Hanoi Redemptorists denounce an attack by police on Sunday evening claiming that more than 30 parishioners, most of them were children, suffered badly from tear gas inhalation. 20 victims were taken to the nearby Dong Da hospital for treatment. 5 of them are still in serious conditions.

Hanoi -
Victims were cared inside the monastery
Many children could not see after the attack
Revolution gang
At 8h45 pm local time Sunday, Fr. Peter Nguyen Van Khai was attacked when he was leading a procession on the ground of Hanoi Redemptorist Monastery. A uniformed police sprayed him, altar boys and people nearby with tear gas causing many to faint and vomit. It is believed that another teargas-bomb was thrown into the crowd causing many ran and cried out in panic. More people were hurt when the crowd tried to get out of the area.

Some doctors in the nearby Dong Da hospital rushed to the site to provide first aids. Dozens of parishioners who was badly injured were sent immediately to the hospital while others received medical care inside the monastery.

Protestors were very angry with the assault. At 11pm, when hundreds were still gathering at the monastery to protest against the attack, dozens of “revolution gang” were sent to the site to disperse protestors. They shouted communist slogans and challenged the protestors with anti-Catholic language. Hanoi Redemptorists worked hard to separate protestors and the gang to avoid the imminent violence.

The attacks on Thursday night and on Sunday night have erupted chain reactions in Vietnamese Catholics inside and outside Vietnam.

In Hanoi, the College of Priests issued a statement, read at all weekend Masses, asking the government “not to use any sort of violence against Catholic faithful to settle the dispute”, and the state-run media “must not distort the truth, and falsely accuse Catholic priests and faithful”.

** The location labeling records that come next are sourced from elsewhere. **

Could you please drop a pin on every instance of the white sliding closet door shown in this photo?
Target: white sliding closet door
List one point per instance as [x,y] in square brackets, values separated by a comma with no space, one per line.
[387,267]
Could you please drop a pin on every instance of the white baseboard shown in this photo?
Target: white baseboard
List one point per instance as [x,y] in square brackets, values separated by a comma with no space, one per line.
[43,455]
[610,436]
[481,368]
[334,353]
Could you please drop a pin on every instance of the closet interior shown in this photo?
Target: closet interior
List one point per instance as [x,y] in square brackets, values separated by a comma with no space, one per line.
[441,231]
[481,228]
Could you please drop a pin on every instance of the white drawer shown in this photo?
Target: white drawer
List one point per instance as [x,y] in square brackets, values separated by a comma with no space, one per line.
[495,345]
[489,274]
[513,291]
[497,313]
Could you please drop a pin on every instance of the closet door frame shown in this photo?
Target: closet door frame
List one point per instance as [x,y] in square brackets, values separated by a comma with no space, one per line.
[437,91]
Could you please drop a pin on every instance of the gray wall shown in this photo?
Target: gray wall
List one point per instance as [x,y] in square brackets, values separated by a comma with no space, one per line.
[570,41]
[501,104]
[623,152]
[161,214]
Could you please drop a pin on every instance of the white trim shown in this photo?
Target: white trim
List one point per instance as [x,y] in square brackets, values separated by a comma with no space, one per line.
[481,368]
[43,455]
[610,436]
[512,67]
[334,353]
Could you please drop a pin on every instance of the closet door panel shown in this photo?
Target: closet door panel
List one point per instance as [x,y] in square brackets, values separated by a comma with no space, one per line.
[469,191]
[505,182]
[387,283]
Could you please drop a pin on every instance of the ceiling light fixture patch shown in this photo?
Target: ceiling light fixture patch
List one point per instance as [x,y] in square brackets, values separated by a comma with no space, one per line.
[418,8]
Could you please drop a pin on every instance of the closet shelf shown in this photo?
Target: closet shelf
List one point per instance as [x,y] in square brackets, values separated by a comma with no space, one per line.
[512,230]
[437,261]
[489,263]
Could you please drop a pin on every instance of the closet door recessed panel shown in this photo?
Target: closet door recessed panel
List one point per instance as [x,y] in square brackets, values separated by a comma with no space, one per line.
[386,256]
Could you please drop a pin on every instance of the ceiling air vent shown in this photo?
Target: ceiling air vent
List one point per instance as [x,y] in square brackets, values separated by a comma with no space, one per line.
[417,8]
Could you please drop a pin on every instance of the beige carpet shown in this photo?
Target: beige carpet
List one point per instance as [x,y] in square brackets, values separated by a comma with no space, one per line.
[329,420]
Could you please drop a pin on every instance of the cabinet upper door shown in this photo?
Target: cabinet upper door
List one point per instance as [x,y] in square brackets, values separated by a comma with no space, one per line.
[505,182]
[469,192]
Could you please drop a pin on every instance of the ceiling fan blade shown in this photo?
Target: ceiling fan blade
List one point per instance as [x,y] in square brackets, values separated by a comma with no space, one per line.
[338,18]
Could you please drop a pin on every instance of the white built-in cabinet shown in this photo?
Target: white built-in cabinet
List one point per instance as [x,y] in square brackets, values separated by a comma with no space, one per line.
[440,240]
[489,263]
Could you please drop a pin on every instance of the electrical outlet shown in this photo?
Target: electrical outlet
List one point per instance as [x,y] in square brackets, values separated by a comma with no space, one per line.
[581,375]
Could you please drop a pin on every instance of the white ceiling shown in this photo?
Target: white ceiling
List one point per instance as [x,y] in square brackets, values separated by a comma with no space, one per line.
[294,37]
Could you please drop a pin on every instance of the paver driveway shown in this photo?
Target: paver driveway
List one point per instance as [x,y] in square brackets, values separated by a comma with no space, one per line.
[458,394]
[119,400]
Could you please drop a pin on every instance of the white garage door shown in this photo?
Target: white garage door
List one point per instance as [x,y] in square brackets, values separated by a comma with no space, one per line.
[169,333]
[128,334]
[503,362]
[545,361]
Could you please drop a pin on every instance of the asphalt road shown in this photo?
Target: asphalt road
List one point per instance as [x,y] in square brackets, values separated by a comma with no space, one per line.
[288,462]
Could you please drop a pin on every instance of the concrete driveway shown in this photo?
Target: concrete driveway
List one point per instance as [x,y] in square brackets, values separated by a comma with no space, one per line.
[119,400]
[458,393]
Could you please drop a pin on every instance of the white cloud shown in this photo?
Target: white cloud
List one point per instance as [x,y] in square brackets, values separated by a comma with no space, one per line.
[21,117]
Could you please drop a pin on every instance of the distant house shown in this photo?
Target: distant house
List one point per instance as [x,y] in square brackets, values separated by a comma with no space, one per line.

In Saigon, Cardinal Jean Baptise Pham Minh Man, in a pastoral letter sent to all Catholic Priests, Religious and Faithful of the archdiocese of Saigon, complains that the way the state-run media inform their audience on the Thai Ha issue only “serve the privileges of the powerful, and of parties, not the common good of the nation.” Furthermore, “the land laws contain so many contradictions… and court verdicts on land deal are not always to be carried out by local authorities”. The Cardinal confirms that Vietnam Redemptorists have all necessary documents and witnesses to prove that the property had belonged to the religious order. He calls for constructive dialogue in truth and fairness to solve peacefully the dispute in justice.

In Australia, thousands of Catholics in Sydney, Melbourne, Brisbane, Adelaide and Perth attended special services to pray for Hanoi Catholics. In a letter sent to Prime Minister Kevin Rudd, Vietnamese Catholics in Australia ask the Prime Minister “do everything possible to ensure that the regime in Hanoi desists from all sorts of violent repression of the protestors, and seriously searches for negotiated settlements regarding the confiscated Church property that is at the root of the dispute.”

In letters sent to President George W.Bush of the United States, Vietnamese Catholics in California express that they “have been shocked by recent religious and human rights violations against the religious order as well as Catholic faithful who have assembled since January for peaceful prayer vigils at Thai Ha.”